APL is a subtype of AML in which abnormal promyelocytes predominate. APL accounts for approximately 5–8% of AML [5
]. It differs from other subtypes of AML in that the patients are often younger. Our case was a 5 year old female with DS. Most patients of APL present with a pancytopenia rather than an elevated white cell count, however high WBC count has been seen in AML M3v. Our index patient had hyperleucocytosis at the time of presentation. AML M3v accounts for approximately 1/3 of APL cases. It most often presents in pediatric patients. The cytomorphology of AML M3v blasts is obviously different from AML M3 blasts, these cells have a non- or hypogranular cytoplasm or contain fine dust-like cytoplasmic azurophil granules that may not be apparent by light microscopy. Furthermore, M3v blasts show a typical bilobed, multilobed or reniform nuclear configuration. This latter morphologic phenotype, together with missing granulation, has often resulted in the misleading diagnosis of acute monocytic or myelo-monocytic leukemia. These cells show very strong MPO reaction, as was also seen in the case under discussion. Both AML M3 and M3v reveal translocation (15;17) (q22;q12) on cytogenetic analysis.

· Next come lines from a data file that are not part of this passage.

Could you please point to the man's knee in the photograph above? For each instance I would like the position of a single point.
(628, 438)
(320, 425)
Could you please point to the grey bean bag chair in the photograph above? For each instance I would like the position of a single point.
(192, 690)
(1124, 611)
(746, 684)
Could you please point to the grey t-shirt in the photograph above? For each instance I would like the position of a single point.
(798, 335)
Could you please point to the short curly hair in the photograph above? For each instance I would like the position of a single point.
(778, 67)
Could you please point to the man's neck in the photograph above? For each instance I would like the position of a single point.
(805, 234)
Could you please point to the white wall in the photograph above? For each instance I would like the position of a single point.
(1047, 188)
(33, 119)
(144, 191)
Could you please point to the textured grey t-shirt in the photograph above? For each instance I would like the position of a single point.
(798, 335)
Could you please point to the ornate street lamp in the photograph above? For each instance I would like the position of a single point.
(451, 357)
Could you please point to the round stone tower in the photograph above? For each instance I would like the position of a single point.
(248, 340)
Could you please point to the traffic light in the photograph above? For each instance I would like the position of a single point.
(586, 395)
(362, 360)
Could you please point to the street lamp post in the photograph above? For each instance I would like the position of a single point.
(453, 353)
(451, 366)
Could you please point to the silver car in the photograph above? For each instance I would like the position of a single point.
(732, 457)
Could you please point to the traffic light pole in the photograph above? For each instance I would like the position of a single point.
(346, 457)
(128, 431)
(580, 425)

Unfortunately cytogenetic analysis could not be done in the present patient. Immunophenotypically, they express myeloid phenotype [6
]. Although 90% of children with AML have no known risk factors, a number of predisposing constitutional disorders have been found in the remaining 10% of children. Multiple studies have established the incidence of leukemia in DS patients, to be 10- to 20-fold higher than that in the general population. The proportion of ALL and AML in patients with DS is similar to non-DS leukemia patients matched for age. AML in DS is usually of the FAB M7 sub-type [3
]. Only a few cases of APL associated with trisomy 21 have been published in the English literature. Singal et al [7
] in 1987 reported a case of a 64-year-old male diagnosed to have APL with trisomy 21. Spell et al [4
] in 2002 described M3-V in trisomy 21 patient in a 26-year-old Hispanic man. Recently, Kurkijan et al [8
] published a case of DS with AML M3 encountered in an adult. Ours is the fourth reported case of APL in DS, and possibly the second case of AML-M3 v associated with DS. To the best of the authors' knowledge no case of APL in DS in pediatric age group has been described so far. It is important to report the variant form of APL, for therapy and prognosis of the patient. Results from gene profiling suggest that the two morphological subtypes of APL (M3 and M3v) are clearly separable. The present case adds a new case of pediatric AML M3v associated with trisomy 21 to the medical literature.